On March 25, in the context of the HANA 2014 conference, there is a special event focusing on BW 7.4 on HANA. Preparing for this event, I’ve reflected on what to tell, say, a BW 7.0 customer on why he should look at upgrading and migrating that system to BW 7.4 on HANA. Fundamentally, I see 3 major reasons:
- It becomes simpler.
- It is more flexibe (than previous versions of BW).
- It performs better.
So let me quickly justify why I think that this is the case. Please note that all the arguments are based on the combination of BW and HANA.
It becomes simpler.
- Modern modeling environment
There is a number of new Eclipse-based modeling editors, e.g. for the composite provider or the new query designer (planned). The modeling paradigms are harmonized with those of the HANA modeler which makes it a coherent modeling environment, especially when combining BW with HANA-native features.
- Less modeling objects
The new composite provider can replace the old multiprovider and (partially) the old infosets. The in-memory DSO is suitable for many reporting scenarios making it obsolete to use infocubes in those case. The advanced DSO (planned for SP8) will further simplify the situation.
- BPC unified
Classic BPC, BW integrated planning incl. PAK become one with the same software lifecycle and harmonized modeling environments. There is even synergies allowing functions from one end (approach) to be applied to the other. Examples are BPC’s business process flows (BPFs) and the workstatus being used on BW-IP models or the performance boosts, especially via PAK, for the BPC models (cubes).
It is more flexibe.
In general, BW provides a managed approach to data warehousing. While many cherish this “best-practice” guidance some critics argue it is difficult to deviate from the standard approach in case of special scenarios where it might be easier to program one or the other function, for instance, in SQL or SQL script rather than via complex modeling. BW 7.4 on HANA provides a number of options to do so:
- SQL → BW
Any tabular HANA artifact that is accessible via SQL can be incorporated into BW, either for reporting or even the data warehousing layers that harmonize the data and create consistency across the many sources feeding into the data warehouse. Key features in BW 7.4 in that respect are the open ODS view or the composite provider. Both can be combined with HANA’s smart data access (aka federation) feature.
- BW → SQL
It is possible to expose BW models – i.e. infoproviders but it is planned to extend this to BW queries – as HANA views that can be consumed via SQL. Thereby BW security is also translated into HANA-based security. Thus BW data and (partially) semantics can be consumed via SQL-focused clients. Or additional models can be created on top of the generated views leading to more refined HANA models.

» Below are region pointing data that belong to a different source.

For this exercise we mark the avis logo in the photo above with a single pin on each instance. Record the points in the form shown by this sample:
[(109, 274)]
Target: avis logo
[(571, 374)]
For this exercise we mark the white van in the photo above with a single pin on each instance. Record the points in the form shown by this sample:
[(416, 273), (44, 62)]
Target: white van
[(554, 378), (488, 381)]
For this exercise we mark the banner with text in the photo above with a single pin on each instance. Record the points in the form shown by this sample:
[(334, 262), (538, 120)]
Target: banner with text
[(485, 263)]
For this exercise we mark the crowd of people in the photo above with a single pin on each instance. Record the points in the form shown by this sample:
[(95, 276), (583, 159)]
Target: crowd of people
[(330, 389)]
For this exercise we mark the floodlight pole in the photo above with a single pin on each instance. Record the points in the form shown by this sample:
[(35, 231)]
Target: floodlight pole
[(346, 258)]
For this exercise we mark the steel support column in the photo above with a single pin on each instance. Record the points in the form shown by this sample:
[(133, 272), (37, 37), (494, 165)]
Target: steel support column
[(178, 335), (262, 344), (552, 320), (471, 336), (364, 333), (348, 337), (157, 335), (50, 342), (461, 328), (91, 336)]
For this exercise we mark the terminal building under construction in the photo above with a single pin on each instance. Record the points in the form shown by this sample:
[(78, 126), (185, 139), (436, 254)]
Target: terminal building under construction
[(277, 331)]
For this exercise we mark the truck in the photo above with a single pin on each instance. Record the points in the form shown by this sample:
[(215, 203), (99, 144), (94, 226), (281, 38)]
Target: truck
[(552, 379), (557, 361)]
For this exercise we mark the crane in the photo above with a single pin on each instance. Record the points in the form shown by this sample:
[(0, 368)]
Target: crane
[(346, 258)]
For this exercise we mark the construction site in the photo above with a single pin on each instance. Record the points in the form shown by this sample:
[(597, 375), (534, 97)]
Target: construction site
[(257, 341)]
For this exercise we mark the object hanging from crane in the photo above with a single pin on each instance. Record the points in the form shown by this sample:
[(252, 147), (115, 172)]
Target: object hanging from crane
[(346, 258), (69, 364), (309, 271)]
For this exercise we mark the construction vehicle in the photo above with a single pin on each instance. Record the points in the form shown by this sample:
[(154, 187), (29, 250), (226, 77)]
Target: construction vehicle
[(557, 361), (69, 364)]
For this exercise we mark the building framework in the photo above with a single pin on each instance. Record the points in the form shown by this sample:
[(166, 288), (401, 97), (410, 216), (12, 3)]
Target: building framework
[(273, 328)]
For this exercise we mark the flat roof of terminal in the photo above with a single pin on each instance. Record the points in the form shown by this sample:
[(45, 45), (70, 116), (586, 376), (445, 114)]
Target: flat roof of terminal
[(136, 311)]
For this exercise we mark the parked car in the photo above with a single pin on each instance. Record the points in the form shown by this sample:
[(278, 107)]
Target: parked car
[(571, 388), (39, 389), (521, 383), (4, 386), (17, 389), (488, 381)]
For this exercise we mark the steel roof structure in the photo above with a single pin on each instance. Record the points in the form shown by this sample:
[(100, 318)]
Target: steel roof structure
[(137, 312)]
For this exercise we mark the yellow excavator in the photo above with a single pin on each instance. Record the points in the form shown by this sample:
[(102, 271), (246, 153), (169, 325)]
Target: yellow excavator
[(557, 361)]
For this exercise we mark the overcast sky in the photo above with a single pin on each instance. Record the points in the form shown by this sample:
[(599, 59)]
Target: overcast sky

- Leverage highly specialized libraries
HANA provides numerous specialized libraries like PAL, AFL, R to menion a few. Via BW’s new HANA Analysis Process (HAP) capability it is possible to use all of these on top of BW models and consume the result as a BW model.
It performs better.
- Querying + Loading
This is the traditional strength of HANA and especially it’s underlying calculation engine. More of BW’s OLAP features are now compiled into execution plans in HANA. A lot of loading related BW features are executed close to the data thereby avoiding data transport between application and HANA servers. Examples are the DSO activation and the option to compile transformations to be executed in the calc engine. The latter mechanism is also used for HAPs.
- Hardly Any Tuning
Admittingly, performance tuning has not vanished completely but it hasbecome so much easi er. Simply look at the blog 10 years of “no aggregates in #SAPBW. The decrease of support efforts (on the SAP end) correlate directly with the decrease of tuning and admin effort on the customer side. This is real world proof for reduced TCO!
- Big Data
Data volumes are no issue, not even on the licensing end through HANA’s extended storage capability. Have a look at this demo that queries on top of 2.5 PB of data.